Antoinette van Heugten, a former international trial lawyer, makes her debut with Saving Max, a thriller about a single mother who places her autistic teenage son in a psychiatric hospital.
What inspired you to write Saving Max?
My experience raising two autistic boys, my own son and my stepson. My son, who has Asperger's, was hospitalized when he was nine, and the novel details a number of experiences we had there. I thought a psychiatric hospital would be a perfect setting for a thriller: sterile and scary.
What do you hope Saving Max shows other parents of children with autism?
That they are not alone in their feelings of fear and desperation and that they must continue to advocate for and believe in their children, no matter what anyone says.
Did you base Max on your own children?
Max is based on an amalgamation of my son and stepson. The story is, of course, fictional, but the feelings and terror when first facing such a diagnosis and the incredible difficulty in raising such a child is something I experienced firsthand.
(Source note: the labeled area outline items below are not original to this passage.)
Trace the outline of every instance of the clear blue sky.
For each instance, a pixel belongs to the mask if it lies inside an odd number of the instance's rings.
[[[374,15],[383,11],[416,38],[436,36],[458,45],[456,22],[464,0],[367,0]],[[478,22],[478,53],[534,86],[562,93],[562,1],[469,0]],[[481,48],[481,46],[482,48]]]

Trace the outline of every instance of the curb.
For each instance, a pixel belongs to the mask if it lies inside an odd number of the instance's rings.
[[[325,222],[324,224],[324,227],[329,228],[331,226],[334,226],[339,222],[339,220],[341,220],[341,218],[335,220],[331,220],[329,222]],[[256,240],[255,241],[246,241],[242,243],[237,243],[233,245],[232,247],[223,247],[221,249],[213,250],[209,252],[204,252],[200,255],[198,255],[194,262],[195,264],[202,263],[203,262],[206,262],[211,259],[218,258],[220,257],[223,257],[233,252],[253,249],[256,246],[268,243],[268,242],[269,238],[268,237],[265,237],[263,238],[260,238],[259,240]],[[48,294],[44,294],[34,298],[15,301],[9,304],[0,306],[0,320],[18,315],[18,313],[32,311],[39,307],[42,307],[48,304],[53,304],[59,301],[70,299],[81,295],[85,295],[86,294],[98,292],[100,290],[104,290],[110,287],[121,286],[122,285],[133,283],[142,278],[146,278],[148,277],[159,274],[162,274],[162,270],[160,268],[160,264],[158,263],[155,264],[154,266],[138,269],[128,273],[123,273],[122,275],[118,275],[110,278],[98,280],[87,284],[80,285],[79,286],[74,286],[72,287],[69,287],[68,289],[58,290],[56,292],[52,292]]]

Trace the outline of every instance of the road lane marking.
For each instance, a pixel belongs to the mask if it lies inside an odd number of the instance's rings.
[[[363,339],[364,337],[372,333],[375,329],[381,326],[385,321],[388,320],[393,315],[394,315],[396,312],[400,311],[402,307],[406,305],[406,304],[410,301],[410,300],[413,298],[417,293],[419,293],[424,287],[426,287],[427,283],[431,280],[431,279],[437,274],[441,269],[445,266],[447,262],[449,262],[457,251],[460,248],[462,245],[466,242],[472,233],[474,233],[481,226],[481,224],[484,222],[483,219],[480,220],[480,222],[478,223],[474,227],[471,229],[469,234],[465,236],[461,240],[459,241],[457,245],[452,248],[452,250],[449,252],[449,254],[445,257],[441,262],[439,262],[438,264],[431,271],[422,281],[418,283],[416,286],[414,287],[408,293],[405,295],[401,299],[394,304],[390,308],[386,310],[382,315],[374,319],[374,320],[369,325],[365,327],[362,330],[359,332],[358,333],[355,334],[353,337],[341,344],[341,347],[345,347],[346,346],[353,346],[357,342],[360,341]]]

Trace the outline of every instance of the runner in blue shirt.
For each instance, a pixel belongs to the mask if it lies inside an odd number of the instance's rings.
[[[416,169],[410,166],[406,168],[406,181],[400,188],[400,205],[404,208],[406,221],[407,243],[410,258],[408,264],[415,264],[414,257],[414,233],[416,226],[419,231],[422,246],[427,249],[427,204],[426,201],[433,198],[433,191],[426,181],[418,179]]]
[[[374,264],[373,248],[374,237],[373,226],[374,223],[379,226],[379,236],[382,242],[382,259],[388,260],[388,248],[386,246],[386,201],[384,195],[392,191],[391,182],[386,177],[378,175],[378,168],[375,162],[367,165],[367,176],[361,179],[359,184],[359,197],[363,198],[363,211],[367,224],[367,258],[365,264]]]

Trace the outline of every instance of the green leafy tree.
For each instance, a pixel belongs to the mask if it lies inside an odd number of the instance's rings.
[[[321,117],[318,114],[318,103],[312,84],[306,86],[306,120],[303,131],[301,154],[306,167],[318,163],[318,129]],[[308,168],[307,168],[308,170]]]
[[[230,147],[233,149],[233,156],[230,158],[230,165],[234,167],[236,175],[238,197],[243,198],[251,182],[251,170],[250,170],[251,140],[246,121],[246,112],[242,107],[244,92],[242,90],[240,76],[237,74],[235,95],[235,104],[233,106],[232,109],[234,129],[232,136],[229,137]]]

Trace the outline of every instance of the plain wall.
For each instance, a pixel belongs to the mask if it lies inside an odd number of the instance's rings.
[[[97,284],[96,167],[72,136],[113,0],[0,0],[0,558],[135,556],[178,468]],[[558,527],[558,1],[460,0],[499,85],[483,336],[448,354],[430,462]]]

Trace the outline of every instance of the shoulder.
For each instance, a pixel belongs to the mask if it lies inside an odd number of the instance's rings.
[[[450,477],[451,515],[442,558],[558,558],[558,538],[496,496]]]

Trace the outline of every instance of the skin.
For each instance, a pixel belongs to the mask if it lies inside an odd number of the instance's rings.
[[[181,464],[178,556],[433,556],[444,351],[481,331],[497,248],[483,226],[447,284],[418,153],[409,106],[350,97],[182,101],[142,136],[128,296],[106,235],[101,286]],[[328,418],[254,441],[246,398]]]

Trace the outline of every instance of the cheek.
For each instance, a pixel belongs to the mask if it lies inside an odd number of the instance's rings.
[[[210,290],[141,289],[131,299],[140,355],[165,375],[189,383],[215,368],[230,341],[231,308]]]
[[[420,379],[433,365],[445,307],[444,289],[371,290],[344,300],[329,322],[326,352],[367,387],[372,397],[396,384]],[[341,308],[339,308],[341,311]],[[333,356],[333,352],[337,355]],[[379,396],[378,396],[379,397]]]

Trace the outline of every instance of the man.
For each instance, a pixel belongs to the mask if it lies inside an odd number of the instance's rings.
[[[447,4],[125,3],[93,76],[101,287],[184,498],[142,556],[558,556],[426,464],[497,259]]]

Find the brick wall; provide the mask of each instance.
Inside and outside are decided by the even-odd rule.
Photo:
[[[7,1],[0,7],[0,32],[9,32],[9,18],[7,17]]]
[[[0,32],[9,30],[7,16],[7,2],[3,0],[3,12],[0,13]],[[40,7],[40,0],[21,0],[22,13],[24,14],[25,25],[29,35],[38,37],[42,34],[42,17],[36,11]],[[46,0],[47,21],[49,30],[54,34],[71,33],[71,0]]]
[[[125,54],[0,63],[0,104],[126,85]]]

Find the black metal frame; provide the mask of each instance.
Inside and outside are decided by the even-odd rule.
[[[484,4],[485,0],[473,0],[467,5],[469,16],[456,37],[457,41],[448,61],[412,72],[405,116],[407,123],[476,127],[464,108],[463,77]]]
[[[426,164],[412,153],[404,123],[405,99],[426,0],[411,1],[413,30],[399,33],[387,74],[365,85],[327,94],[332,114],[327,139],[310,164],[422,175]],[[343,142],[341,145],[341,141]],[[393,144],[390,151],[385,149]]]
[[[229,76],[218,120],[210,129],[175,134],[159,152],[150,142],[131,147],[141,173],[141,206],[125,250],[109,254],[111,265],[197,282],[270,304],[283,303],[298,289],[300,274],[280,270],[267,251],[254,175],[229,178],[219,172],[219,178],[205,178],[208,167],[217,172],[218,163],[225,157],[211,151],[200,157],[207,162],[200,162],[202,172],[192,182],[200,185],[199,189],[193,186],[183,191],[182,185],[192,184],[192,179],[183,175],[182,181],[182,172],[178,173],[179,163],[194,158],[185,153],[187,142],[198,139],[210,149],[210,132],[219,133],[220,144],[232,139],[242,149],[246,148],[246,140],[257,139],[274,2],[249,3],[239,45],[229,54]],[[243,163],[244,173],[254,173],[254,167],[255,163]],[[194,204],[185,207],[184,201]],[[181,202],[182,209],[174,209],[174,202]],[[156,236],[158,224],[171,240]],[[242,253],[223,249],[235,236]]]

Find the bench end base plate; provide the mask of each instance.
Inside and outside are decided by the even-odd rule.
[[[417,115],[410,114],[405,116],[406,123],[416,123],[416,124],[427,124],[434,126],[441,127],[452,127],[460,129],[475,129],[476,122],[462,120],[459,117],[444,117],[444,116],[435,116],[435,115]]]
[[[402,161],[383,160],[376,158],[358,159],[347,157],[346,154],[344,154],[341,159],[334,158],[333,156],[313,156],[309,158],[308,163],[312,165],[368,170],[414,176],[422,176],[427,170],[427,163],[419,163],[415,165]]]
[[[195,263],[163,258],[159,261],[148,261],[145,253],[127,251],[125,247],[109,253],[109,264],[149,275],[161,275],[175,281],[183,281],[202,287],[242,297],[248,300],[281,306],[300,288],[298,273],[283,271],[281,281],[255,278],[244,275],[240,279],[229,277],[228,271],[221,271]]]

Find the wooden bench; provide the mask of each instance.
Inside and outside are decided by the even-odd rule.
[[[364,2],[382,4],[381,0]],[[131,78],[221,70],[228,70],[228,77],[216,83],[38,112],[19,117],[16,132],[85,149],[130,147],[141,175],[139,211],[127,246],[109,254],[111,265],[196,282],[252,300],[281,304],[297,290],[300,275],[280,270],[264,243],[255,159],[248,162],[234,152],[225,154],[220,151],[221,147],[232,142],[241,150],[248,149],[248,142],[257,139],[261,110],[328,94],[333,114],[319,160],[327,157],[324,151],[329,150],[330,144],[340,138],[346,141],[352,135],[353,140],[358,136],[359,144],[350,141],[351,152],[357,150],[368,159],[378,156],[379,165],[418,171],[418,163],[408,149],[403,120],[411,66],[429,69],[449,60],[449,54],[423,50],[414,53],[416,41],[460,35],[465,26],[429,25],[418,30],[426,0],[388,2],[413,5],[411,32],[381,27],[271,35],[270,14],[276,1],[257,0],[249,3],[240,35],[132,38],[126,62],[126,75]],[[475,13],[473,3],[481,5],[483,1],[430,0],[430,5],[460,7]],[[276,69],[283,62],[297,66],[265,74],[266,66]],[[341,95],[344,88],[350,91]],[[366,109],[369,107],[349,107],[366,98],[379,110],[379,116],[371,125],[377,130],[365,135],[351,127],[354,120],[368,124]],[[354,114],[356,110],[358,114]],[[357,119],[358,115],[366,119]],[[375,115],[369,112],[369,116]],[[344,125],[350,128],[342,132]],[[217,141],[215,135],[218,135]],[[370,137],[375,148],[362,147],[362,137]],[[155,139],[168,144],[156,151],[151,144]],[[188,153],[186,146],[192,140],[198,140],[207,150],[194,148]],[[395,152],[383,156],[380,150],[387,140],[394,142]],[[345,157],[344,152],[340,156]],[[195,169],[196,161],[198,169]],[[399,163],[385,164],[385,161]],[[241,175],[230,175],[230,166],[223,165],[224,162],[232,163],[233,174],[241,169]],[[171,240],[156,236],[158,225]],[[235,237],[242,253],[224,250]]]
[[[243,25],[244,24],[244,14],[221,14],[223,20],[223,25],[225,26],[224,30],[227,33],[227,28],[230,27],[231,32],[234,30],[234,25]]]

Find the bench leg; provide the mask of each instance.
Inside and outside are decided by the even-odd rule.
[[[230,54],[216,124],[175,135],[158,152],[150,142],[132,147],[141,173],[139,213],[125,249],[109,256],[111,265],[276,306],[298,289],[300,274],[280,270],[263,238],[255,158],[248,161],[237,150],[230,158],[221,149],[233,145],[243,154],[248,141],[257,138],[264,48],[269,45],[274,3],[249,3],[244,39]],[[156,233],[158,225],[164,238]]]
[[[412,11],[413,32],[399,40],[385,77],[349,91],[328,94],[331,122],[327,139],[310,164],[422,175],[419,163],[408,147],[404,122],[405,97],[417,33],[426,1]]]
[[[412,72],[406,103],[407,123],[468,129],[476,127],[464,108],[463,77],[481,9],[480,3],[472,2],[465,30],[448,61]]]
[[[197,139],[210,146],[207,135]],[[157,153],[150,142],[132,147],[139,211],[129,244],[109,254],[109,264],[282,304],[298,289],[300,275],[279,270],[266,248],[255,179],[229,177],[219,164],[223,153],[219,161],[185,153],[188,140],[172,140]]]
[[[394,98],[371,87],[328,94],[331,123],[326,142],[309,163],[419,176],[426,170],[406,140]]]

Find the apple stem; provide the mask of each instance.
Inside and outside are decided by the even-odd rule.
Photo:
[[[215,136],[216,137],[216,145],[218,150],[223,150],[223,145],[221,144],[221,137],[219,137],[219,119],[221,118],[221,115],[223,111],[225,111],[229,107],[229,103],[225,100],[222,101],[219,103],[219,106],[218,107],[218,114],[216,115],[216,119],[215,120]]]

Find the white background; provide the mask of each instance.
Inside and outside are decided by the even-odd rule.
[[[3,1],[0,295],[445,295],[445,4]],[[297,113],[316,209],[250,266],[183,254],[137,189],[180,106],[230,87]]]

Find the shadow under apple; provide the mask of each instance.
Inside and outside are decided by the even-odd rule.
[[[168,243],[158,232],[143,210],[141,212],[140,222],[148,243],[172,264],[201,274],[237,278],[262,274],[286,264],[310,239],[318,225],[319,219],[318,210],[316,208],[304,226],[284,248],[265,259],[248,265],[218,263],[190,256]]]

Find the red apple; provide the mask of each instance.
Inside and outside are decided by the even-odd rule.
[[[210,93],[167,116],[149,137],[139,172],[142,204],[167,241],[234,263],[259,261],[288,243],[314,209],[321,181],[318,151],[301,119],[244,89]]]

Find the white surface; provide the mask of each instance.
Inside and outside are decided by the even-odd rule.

What do your children think about your novel?
They think it's great. They are very proud of me.
Did you research psychiatric hospitals?
I was in a psychiatric hospital with my son. I didn't do any research per se. I lived it.
A novel with a serial killer who has delusions of parasitosis, a disorder in which the patient believes he has microscopic insects crawling all over him. I definitely plan to write a sequel to Saving Max and would love to have it launch a series, but that's up in the air.
What is it about lawyers who become authors?
I'm afraid all lawyers think they can write novels, but I've been writing all of my life. It has been a lifetime dream for me to publish a book.
What was the most eye-opening event on your road to becoming a novelist?
I was very naïve. I thought it would be much simpler to write a book than it was. I learned the most important lesson—that writing is rewriting and more rewriting. I worked on Saving Max for 12 years, learning my craft from scratch.
Your choice of a villain is very inventive. Why did you take that approach?
I've always had this odd fascination with unusual psychological disorders. I wanted my villain to appear normal on the surface.